Para compreender o sentimento do eleitorado, a pesquisa questionou os brasileiros sobre qual cenário geraria mais temor: a continuidade de Lula na Presidência ou o retorno da família Bolsonaro ao comando do país.
O resultado mostra um país praticamente dividido:
- 43% afirmam temer mais a permanência de Lula no poder
- 42% dizem ter mais receio de um retorno da família Bolsonaro ao Palácio do Planalto
Os números indicam uma disputa altamente equilibrada e marcada pela polarização política que domina o debate nacional desde as últimas eleições.
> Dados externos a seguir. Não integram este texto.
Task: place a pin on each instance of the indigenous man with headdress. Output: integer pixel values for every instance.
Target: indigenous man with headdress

O grupo que pode decidir a eleição
Segundo a análise dos dados, aproximadamente 15% do eleitorado aparece como o segmento mais imprevisível e potencialmente decisivo para o resultado do pleito.
Dentro desse grupo:
- 7% afirmam temer tanto Lula quanto Bolsonaro
- 5% disseram não saber ou preferiram não responder
- 3% afirmaram não ter medo de nenhum dos dois cenários
Esse contingente representa o chamado eleitorado flutuante, que ainda não demonstra preferência consolidada e pode pender para qualquer lado dependendo das circunstâncias políticas ao longo da campanha.
Terceira via segue distante
Na avaliação do colunista Reginaldo Silva do PONTO POLÍTICO do Ceará Notícias, “esses 15% que flutuam fora da polarização representam essa fatia do eleitorado que busca uma alternativa diferente dos polos antagônicos, contudo, espera que essa alternativa se mostre viável, para não terem que optar por um dos polos, por essa razão esse grupo é tão importante e valioso neste pleito polarizado, pois esse grupo intermediário poderá definir o resultado final das eleições”, defende o colunista.
Metodologia da pesquisa
A pesquisa Genial/Quaest ouviu 2.004 pessoas presencialmente entre os dias 6 e 9 de março em todo o país. A margem de erro é de dois pontos percentuais para mais ou para menos, com nível de confiança de 95%.